Converting files to UTF-8 encoding is a common operation in Linux, especially when dealing with different character sets or ensuring file compatibility. The following methods can be used to achieve this goal, most commonly using command-line tools such as iconv, recode, and convmv.
Use the iconv tool. iconv is a very powerful tool that is widely used for character encoding conversion and can be used to convert files from other character sets to UTF-8 encoding:
iconv -f Original encoding -t utf-8 Input file > Output file
-f Original code: Specifies the original code of the input file.
-t utf-8: Converts the file to the UTF-8 encoding.
Enter file: To convert file.
Output file: Converted file.
If you have a file example.txt encoded ISO-8859-1 and you want to convert it to UTF-8, you can use the following command:
iconv -f ISO-8859-1 -t utf-8 example.txt > example_utf8.txt
If you are not sure of the original encoding of the file, you can first check the character encoding of the file with the file command:
file example.txt
Convert and overwrite the original file:
iconv -f ISO-8859-1 -t utf-8 example.txt > example.txt.temp && mv example.txt.temp example.txt
recode is another character set conversion tool that supports conversion from one character set to another. It is also easy to convert files to UTF-8 encoding.
On most Linux distributions, you can install recode with the following command. Debian/Ubuntu:
sudo apt install recode
Fedora:
sudo dnf install recode
Arch Linux:
sudo pacman -S recode
Basic syntax:
recode Original code... utf8 Input file
Suppose you have an ISO-8859-1 encoded file and want to convert it to UTF-8:
recode ISO-8859-1.. utf8 example.txt
convmv is a tool for converting file names and file content encodings. It can batch convert file encodings, especially for batch processing is very useful. Install convmv, Debian/Ubuntu:
sudo apt install convmv
Fedora:
sudo dnf install convmv
Arch Linux:
sudo pacman -S convmv
Basic syntax:
convmv-f original encoding -t utf-8 --notest file
-f Original code: indicates the original code of the input file.
-t utf-8: indicates that the target encoding is UTF-8.
--notest: Actually convert the file, just test (test mode only shows the conversion to be performed, but does not change the file).
For example, to convert ISO-8859-1 encoding example.txt to UTF-8 encoding:
convmv -f ISO-8859-1 -t utf-8 --notest example.txt
If you only need to convert one file and it is small, you can manually convert the file encoding to UTF-8 using the vim or vi editor. To open a file with vim:
vim example.txt
In vim, enter the following command to view the current file encoding:
:set fileencoding
To convert the file encoding to UTF-8, you can enter the following command:
:set fileencoding=utf-8
Save the file and exit vim:
:wq
For simple character substitutions, sed can be used to handle certain character sets in a file, although it is not as powerful as iconv and recode. It is suitable for handling simple transformations of known character sets in encodings.

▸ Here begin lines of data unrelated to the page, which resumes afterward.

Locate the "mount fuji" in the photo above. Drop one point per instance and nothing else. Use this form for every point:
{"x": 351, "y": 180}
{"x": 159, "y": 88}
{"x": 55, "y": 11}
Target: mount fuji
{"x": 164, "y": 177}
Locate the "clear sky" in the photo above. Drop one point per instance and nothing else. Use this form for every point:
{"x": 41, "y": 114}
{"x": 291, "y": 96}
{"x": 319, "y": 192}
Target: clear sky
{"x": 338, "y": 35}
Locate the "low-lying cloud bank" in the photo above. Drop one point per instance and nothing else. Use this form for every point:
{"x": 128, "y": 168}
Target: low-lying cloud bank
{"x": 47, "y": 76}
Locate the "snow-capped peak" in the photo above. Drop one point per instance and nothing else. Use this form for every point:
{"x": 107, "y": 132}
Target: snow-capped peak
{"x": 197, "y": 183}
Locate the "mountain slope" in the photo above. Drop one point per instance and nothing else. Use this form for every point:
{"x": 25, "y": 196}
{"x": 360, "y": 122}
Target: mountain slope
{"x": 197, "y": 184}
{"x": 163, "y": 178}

sed 's/ Old character/New character /g' Input file > Output file
However, the limitations of this approach are increasing, and iconv or recode other tools are recommended.

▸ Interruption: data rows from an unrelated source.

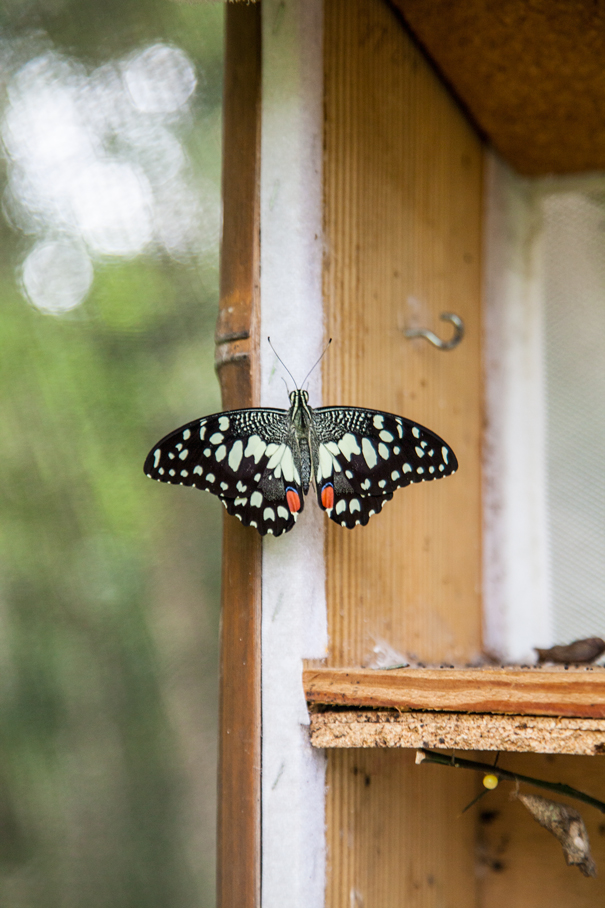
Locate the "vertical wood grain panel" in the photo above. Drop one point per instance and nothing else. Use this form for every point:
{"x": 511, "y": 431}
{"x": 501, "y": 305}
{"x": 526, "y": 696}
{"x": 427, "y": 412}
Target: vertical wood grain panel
{"x": 238, "y": 835}
{"x": 403, "y": 174}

Iconv supports a variety of encoding conversions and is suitable for UTF-8. Recode handles multiple character sets. Convmv is ideal for mass name changes and content conversions. Vim is suitable for single file encoding conversion. Sed is good for simple character substitutions, not for complex coding tasks. Choose your tools according to your needs, iconv and recode are good for high-volume conversions, vim or sed are good for simple tasks.